Research aids coughing
UTS Professor Ashley Craig is involved in a project in the NSW Premier's spinal chord injury (SCI) research program to develop an electrical stimulus to help quadriplegics cough.
The project forms part of a major research program to improve mobility, independence and quality of life for those living with (SCI), conducted with eight other leading Australian researchers.
Craig, who with Paul McIsaac discovered that a brain signal could be used as a switch in 1994, led a team in the development of technology known as the Mind Switch to harness the signal so that paraplegics could use it to operate electrical appliances just by closing their eyes.
"Pneumonia is one of the biggest killers of quadriplegics because they can't cough. We'll develop a strategy to use the Mind Switch to trigger a cough. We'll also collaborate with other teams working on balance problems when sitting, lower limb mobility and exercise, and hand function."
Craig says that after suffering spinal cord injury, the brain reorganises to focus attention on undamaged functions. "However when a prosthetic arm or leg is fitted and exercised the brain seems to think 'my arm or leg is back' so it returns its attention to that activity. If the Mind Switch is used to activate a partially paralysed hand which has electrodes implanted in it we believe the brain cooperates in restoring some functionality."
The first Mind Switch which was demonstrated to international and national media in 1995 was set to read changes in brain signals under limited conditions, a third generation Mind Switch currently in development is expected to be capable of universal application.

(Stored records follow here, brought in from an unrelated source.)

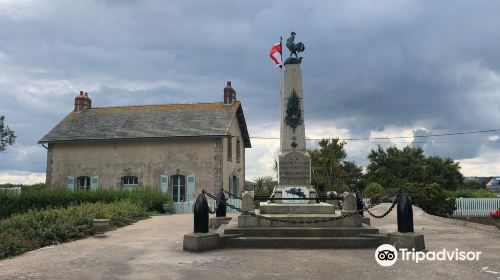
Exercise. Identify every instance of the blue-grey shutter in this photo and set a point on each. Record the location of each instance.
(94, 183)
(190, 187)
(236, 186)
(70, 183)
(164, 183)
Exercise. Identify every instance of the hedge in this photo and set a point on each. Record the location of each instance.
(35, 229)
(42, 198)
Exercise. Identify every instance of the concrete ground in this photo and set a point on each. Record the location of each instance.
(152, 249)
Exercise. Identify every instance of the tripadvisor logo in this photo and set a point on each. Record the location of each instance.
(387, 255)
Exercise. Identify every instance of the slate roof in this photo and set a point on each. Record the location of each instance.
(149, 122)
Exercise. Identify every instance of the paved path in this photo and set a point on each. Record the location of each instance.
(152, 249)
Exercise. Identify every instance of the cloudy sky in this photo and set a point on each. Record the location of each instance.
(370, 69)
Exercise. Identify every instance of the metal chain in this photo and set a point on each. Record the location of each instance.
(325, 220)
(231, 195)
(379, 202)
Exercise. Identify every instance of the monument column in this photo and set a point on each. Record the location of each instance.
(292, 135)
(294, 163)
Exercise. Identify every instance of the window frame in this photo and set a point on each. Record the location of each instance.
(179, 187)
(238, 150)
(229, 148)
(130, 182)
(87, 183)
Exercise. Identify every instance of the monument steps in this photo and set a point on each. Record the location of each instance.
(302, 242)
(302, 232)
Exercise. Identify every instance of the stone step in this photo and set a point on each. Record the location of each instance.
(247, 221)
(284, 208)
(302, 232)
(302, 242)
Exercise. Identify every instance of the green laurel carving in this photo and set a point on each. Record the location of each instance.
(293, 113)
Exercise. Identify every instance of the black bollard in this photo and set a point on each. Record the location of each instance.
(201, 214)
(405, 214)
(220, 210)
(359, 202)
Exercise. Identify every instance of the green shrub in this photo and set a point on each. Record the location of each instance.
(373, 189)
(431, 198)
(34, 229)
(42, 198)
(481, 193)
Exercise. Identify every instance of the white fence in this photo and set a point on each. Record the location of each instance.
(187, 207)
(476, 206)
(16, 190)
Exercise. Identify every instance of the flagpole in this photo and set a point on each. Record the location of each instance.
(282, 93)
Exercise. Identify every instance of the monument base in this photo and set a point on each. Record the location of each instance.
(284, 208)
(278, 193)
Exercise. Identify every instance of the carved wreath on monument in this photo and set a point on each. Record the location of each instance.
(293, 112)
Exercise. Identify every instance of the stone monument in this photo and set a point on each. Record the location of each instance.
(294, 163)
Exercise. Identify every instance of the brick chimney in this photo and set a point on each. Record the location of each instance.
(82, 102)
(229, 94)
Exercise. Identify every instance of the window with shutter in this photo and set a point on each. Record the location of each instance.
(70, 183)
(238, 150)
(179, 188)
(229, 148)
(190, 188)
(94, 184)
(164, 183)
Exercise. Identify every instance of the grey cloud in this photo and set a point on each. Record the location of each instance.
(367, 65)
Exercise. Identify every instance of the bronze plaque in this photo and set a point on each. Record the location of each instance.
(294, 169)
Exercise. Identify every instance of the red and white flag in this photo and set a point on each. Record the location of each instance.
(275, 54)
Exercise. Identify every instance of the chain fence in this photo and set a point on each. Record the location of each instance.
(231, 194)
(316, 221)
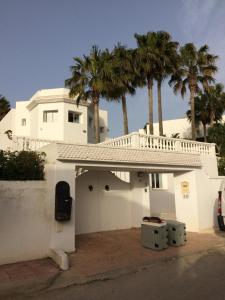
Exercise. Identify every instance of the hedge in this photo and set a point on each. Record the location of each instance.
(23, 165)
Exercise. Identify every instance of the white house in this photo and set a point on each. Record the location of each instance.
(51, 114)
(184, 179)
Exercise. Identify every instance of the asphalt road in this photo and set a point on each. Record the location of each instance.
(200, 276)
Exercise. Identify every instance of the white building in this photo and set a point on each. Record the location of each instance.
(52, 115)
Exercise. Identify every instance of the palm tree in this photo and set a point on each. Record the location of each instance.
(216, 98)
(202, 114)
(123, 79)
(196, 67)
(4, 107)
(166, 65)
(146, 61)
(88, 81)
(209, 107)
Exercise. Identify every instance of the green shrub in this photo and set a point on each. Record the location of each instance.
(23, 165)
(221, 166)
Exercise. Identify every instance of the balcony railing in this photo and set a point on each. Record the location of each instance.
(137, 140)
(30, 144)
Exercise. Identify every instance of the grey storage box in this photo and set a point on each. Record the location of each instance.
(176, 233)
(154, 235)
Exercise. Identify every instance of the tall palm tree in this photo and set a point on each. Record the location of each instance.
(216, 99)
(123, 78)
(146, 61)
(88, 81)
(209, 107)
(202, 113)
(4, 107)
(197, 66)
(166, 65)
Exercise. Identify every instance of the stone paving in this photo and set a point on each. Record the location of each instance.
(100, 255)
(106, 251)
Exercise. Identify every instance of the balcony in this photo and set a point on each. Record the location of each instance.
(144, 141)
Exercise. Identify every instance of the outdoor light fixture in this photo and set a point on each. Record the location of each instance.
(141, 174)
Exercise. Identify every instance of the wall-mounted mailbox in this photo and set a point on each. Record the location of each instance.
(63, 201)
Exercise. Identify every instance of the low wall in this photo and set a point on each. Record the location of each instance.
(24, 220)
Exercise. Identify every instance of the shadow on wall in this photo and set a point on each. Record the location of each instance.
(104, 202)
(162, 204)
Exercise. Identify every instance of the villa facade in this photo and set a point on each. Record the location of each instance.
(52, 115)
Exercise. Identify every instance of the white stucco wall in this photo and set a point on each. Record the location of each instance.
(7, 123)
(22, 113)
(123, 206)
(162, 201)
(199, 209)
(50, 130)
(101, 210)
(75, 132)
(24, 220)
(61, 130)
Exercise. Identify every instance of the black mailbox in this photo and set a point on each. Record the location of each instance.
(63, 201)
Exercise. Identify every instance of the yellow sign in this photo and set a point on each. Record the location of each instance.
(185, 187)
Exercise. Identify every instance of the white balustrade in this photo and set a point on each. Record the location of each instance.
(137, 140)
(29, 144)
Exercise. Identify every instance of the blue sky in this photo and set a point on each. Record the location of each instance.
(38, 40)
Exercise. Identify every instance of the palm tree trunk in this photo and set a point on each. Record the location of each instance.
(96, 120)
(150, 107)
(192, 100)
(204, 132)
(125, 119)
(211, 119)
(159, 83)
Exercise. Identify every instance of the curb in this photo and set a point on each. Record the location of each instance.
(65, 279)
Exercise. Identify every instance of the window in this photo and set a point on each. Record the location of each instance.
(50, 116)
(74, 117)
(23, 122)
(156, 181)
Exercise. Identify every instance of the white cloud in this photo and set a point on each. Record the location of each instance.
(203, 22)
(195, 16)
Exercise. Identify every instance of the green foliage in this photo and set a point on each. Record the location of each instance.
(221, 166)
(24, 165)
(216, 134)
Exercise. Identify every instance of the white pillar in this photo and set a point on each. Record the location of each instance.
(140, 197)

"Our research with this technology revealed a great variety in the strength of brain signals depending on a person's age and physical and psychological health. The third generation Mind Switch will capture the weakest and even those clouded by static caused by stress or fatigue, which paraplegics and quadriplegics are affected by."
The SCI recovery program - funded by a NSW Premier's award of $1 million - brings together eminent Australian scientists and clinicians as well as the late Christopher Reeve's physician.
The group is taking a multidisciplinary, integrated approach to linking rehabilitation, neurophysiology, clinical exercise physiology, biomedical engineering, clinical biomechanics, psychophysiology and outcome measurement to improve mobility, independence and quality of life for those living with SCI.